Turning Max Payne into an FPS serves the game well. I didn't find it nearly as difficult as when I played through it last week, even with the higher difficulty and the bonus of remembering (most) of this game's tricks. The parking lot stage that gave me so much trouble last time was mostly a breeze but still an enjoyable non-stop action shooting gallery. Shoot dodging and rolling in first person actually work really well.

The only minor problem I had with the mod was not seeing which weapon I had equipped. You can see the text saying which gun you're holding, but being able to see the model would've been nice. The last nightmare sequence gave me the most trouble with the floating jumps not working and it seemed like Max's feet got caught up on the blood trails.

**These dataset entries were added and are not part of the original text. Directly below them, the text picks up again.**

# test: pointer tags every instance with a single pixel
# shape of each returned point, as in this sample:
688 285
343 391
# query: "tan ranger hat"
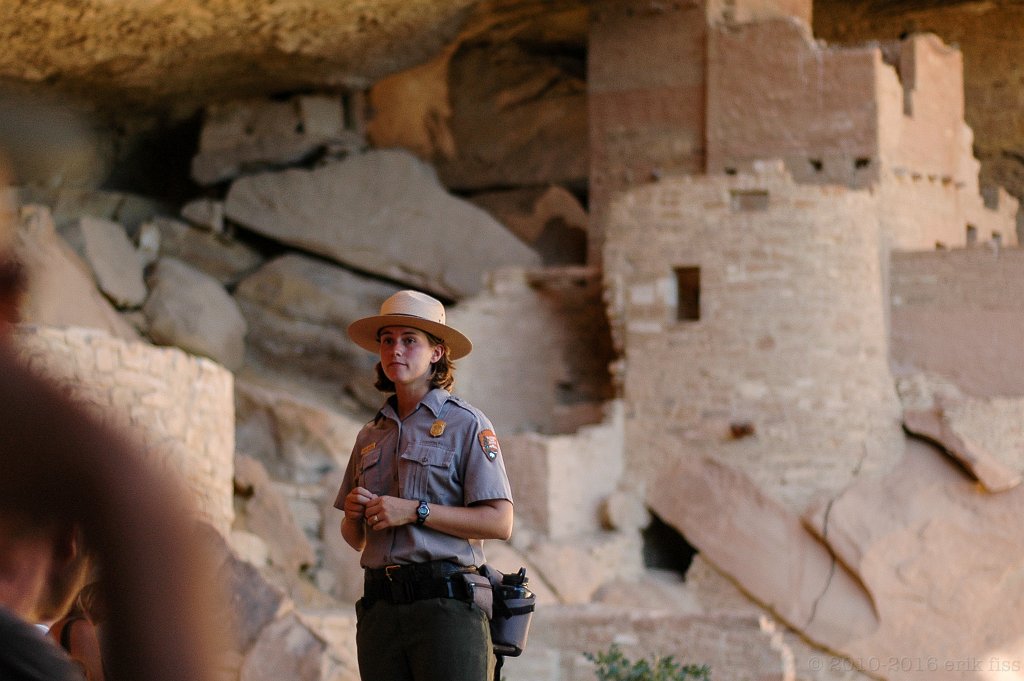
410 308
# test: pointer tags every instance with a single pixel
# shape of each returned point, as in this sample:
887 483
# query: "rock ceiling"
175 55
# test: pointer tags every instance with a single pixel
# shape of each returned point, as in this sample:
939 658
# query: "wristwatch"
422 512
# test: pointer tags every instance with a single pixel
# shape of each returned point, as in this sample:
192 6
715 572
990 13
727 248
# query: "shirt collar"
433 400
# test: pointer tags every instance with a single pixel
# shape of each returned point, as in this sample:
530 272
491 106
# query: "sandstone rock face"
920 516
383 212
61 291
934 427
179 407
180 55
296 438
297 309
192 310
222 257
248 135
494 110
550 219
114 261
548 385
794 575
266 514
286 649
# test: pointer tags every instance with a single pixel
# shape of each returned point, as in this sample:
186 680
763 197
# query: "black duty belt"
413 582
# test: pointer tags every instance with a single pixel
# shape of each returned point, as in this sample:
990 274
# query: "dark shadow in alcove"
665 548
157 163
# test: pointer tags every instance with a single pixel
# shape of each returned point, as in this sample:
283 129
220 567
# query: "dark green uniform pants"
434 639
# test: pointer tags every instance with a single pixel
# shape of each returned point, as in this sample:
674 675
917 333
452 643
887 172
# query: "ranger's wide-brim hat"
410 308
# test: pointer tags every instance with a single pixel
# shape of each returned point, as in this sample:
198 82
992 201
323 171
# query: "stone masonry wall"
179 407
646 105
988 35
960 313
815 107
784 374
890 117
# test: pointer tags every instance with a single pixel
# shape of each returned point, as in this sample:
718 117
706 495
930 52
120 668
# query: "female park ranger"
424 486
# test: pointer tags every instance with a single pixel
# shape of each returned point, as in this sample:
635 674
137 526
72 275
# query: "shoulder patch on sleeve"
488 443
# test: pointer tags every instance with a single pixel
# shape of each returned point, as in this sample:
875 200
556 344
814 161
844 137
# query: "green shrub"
613 666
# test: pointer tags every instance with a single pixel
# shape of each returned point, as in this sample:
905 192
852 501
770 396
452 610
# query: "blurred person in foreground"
62 472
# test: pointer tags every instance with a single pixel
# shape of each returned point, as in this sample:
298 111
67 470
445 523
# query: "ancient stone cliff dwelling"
742 278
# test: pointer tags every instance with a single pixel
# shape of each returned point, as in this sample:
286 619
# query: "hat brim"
364 332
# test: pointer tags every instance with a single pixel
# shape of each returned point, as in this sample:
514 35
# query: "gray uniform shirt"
458 466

I consider the Max Payne series to be "honorary FPSs" meaning that FPS will enjoy them and using this mod made me certain Max Payne as a full blown FPS series would've worked perfectly.

The cinematic qualities of Max Payne still shine. Noir York during a freak blizzard is a beautiful thing, especially in these crisp early 2000s 3D graphics. Large skyscrapers shown as the camera flies through a blizzard and Max running in slow motion from an underground lab that's self destructing. Max isn't at his most self-destructive yet, it takes Mona to bring him there.

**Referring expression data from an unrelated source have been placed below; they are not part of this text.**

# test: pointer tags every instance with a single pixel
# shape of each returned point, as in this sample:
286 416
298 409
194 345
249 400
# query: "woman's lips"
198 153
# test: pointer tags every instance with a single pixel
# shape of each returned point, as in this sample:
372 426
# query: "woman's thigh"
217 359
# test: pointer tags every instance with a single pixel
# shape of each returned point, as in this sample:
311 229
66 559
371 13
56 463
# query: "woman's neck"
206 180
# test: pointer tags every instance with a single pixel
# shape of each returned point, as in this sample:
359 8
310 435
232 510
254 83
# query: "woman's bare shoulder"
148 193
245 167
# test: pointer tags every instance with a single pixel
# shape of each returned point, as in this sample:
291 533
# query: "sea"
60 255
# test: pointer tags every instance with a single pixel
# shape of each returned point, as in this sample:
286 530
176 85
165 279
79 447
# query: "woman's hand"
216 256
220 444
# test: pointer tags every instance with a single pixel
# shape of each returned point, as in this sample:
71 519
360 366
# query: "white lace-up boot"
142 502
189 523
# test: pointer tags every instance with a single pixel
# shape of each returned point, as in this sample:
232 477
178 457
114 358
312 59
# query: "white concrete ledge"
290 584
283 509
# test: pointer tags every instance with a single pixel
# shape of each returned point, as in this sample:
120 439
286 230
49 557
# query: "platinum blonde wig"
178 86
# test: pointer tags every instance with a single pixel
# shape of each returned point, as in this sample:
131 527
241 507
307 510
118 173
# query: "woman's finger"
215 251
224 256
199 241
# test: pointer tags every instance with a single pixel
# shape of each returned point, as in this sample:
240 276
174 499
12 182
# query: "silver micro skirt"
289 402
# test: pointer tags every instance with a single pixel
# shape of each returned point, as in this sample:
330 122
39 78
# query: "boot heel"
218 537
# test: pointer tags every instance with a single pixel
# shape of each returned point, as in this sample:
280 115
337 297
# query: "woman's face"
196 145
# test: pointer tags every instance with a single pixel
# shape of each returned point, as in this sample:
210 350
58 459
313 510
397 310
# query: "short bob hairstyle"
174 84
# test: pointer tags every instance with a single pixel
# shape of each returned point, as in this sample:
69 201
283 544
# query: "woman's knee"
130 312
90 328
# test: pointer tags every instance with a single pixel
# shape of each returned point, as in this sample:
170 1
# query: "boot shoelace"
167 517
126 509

Remedy had peppered this thing full of cheap deaths. Sometimes you'll survive a shotgun blast and others right after you get out of one of the many comicbook cutscenes several armed goons will spawn in behind you. I was surprised that the parking structure shootout was one of the most difficult. Gunning your way all the way down is a pure gauntlet. Another levels filled with trial and error is the mob restaurant that catches fire. That one took like 15 tries to learn the right path. For some reason I found fighting the trained mercenary soldiers to be way easier than the mobsters. The AI director in this is a strange beast.

Max Payne 2 is my favorite game but this one is right up there especially considering this has a world that's a lot more vivid. Ragnarök is both a nightclub and the end of the world. Jack Lupino mixed the occult, including Cthulhu, and supersoldier drug Valkyr. There are plenty of mobsters, like the Finito brothers and the 'Trio', who have silly names but are deadly killers. Max Payne 1 turns into Half-Life 1 for a couple of levels with you fighting mercs, some of which lurk inside shipping containers, and has you blowing up lazer trip mines and going into an underground lab. There is a whole secret society plot going on.

One of the reasons I really love this one is that feels like a 3D Realms game even though it was developed by Finnish Remedy (3D Realms guys helped produce it). All the destructible environments (these mobsters really love blowing up their own businesses) and all the sinks you can turn on and toilets you can flush. There are secrets everywhere if you look. The lazer trip mines always remind me of messing around with these things for hours in Duke Nukem 3D. Duke Nukem 3D was a riff on all 80s and 90s action heroes, Shadow Warrior was a riff on kung fu and ninja movies, Blood was a riff on all things horror and Max Payne is a riff on film noir, John Woo, and all things heroic bloodshed.